受賞者

令和2年度<風戸研究奨励賞> 受賞

※研究者の所属等は受賞時点のものです

授賞課題:イオン液体中における高分子ベシクルの形成過程のその場観察

名古屋大学 大学院 工学研究科 助教
高橋 倫太郎

高橋倫太郎氏の研究は、高分子からなるベシクルの形成メカニズムを解明するために、溶液中での形成過程を透過型電子顕微鏡により直接観察しようとする意欲的なものです。

ベシクルは一般に球殻状に閉じた膜構造を有する小胞です。二つの異なる高分子の末端同士が結合した構造を持つブロック共重合体からなる高分子ベシクルは、脂質からなるベシクル(リポソーム)に比べて、膜が厚く比較的に頑丈です。また化学修飾により様々な機能性を持たせることができるので、ナノ物質を貯蔵・輸送するためのデリバリーシステムとして期待されています。
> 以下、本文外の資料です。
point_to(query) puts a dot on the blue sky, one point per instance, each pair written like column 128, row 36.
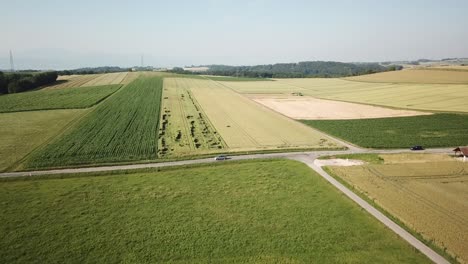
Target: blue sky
column 69, row 34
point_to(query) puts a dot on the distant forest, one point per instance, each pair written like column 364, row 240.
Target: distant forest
column 324, row 69
column 89, row 70
column 25, row 81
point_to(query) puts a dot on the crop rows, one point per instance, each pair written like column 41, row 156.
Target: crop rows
column 439, row 130
column 429, row 197
column 122, row 128
column 184, row 129
column 245, row 125
column 79, row 97
column 72, row 81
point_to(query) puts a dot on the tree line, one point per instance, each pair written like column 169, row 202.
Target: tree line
column 20, row 82
column 88, row 70
column 323, row 69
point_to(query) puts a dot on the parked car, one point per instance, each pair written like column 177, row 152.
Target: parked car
column 221, row 157
column 417, row 148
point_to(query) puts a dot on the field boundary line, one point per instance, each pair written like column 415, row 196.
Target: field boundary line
column 416, row 243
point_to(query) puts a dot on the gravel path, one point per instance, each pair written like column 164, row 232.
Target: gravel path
column 305, row 157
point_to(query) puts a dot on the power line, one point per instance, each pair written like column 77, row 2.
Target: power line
column 12, row 66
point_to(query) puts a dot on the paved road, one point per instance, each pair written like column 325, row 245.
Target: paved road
column 305, row 157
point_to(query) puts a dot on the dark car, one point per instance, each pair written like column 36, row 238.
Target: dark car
column 221, row 157
column 417, row 148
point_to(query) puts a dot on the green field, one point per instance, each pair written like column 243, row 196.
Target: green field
column 22, row 132
column 123, row 128
column 426, row 192
column 78, row 97
column 429, row 97
column 185, row 129
column 276, row 211
column 439, row 130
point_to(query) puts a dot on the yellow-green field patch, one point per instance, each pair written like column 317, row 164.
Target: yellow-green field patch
column 184, row 129
column 424, row 75
column 429, row 195
column 23, row 132
column 245, row 125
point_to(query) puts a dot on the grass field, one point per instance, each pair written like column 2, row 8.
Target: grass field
column 438, row 130
column 122, row 128
column 23, row 132
column 185, row 129
column 68, row 81
column 429, row 196
column 430, row 97
column 79, row 97
column 275, row 211
column 245, row 125
column 425, row 75
column 108, row 78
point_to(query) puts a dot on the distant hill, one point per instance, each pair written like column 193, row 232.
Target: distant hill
column 298, row 70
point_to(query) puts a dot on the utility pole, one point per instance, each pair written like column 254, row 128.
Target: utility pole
column 12, row 66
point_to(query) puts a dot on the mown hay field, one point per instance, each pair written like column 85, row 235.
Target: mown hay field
column 438, row 130
column 123, row 128
column 246, row 125
column 45, row 99
column 429, row 97
column 106, row 79
column 422, row 75
column 306, row 107
column 22, row 132
column 429, row 197
column 68, row 81
column 276, row 211
column 184, row 129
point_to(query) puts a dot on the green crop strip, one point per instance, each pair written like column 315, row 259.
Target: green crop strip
column 122, row 128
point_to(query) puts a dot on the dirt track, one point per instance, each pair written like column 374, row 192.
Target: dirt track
column 307, row 158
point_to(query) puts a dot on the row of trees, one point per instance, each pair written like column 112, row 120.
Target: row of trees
column 104, row 69
column 20, row 82
column 324, row 69
column 298, row 70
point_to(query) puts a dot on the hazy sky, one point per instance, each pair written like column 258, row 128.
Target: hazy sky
column 69, row 34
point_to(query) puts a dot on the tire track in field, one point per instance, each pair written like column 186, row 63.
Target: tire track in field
column 457, row 219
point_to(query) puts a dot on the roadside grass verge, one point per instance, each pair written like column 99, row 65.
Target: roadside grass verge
column 250, row 212
column 438, row 130
column 367, row 157
column 69, row 98
column 363, row 195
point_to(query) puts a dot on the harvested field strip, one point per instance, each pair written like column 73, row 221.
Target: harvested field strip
column 130, row 77
column 184, row 129
column 123, row 128
column 77, row 81
column 310, row 108
column 22, row 132
column 429, row 197
column 438, row 130
column 431, row 97
column 416, row 76
column 244, row 124
column 78, row 97
column 106, row 79
column 275, row 211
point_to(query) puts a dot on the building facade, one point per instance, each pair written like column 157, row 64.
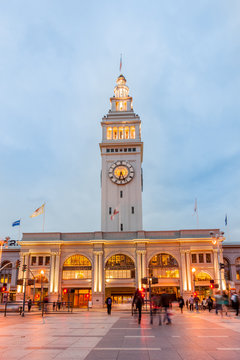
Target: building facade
column 83, row 267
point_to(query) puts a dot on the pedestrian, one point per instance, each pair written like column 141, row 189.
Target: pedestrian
column 191, row 301
column 210, row 303
column 109, row 305
column 165, row 303
column 219, row 302
column 235, row 302
column 181, row 303
column 29, row 305
column 59, row 304
column 138, row 301
column 196, row 301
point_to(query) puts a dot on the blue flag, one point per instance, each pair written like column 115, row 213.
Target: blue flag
column 16, row 223
column 226, row 220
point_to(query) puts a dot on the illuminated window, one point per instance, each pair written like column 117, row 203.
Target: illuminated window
column 77, row 267
column 126, row 132
column 120, row 266
column 132, row 132
column 109, row 133
column 115, row 133
column 202, row 276
column 120, row 133
column 194, row 258
column 163, row 266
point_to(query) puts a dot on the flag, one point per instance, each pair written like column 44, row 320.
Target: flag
column 115, row 212
column 120, row 68
column 195, row 206
column 39, row 211
column 226, row 220
column 16, row 223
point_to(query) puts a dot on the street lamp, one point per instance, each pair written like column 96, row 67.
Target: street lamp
column 193, row 272
column 216, row 238
column 41, row 275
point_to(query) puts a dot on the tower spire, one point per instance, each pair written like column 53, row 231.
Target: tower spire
column 120, row 67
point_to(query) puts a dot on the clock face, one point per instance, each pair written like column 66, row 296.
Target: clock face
column 121, row 172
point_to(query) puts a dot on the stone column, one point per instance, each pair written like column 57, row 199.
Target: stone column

今回の奨励賞に選ばれた研究は、イオン液体の種類、溶液の濃度や温度、さらには高分子の重合度などを系統的に変化させながら、この高分子ベシクルの形成過程を透過型電子顕微鏡により直接観測することによって、ベシクルのサイズ、物質の取り込み効率、さらには形成メカニズムまでを明らかにしようというものです。

高橋氏は、イオン液体を溶媒に用いることにより、これまで透過型電子顕微鏡では観察が困難であった高分子ベシクルの自己集合体形成過程の時間変化を捉えようとしています。高橋氏は、すでに時間分解小角X線散乱(SAXS)を用いて、高分子集合体形成過程のミリ秒スケールの時間変化を捉えることに成功していて、本研究ではこれまでに培った観測技術を透過型電子顕微鏡観察にも応用し、実空間・実時間でベシクル形成過程を明らかにしようとしています。異なる手法にまたがったその場観察の一例としても大いに期待されます。

よって、今後の研究の一層の発展を期待して、ここに風戸研究奨励賞を贈呈します。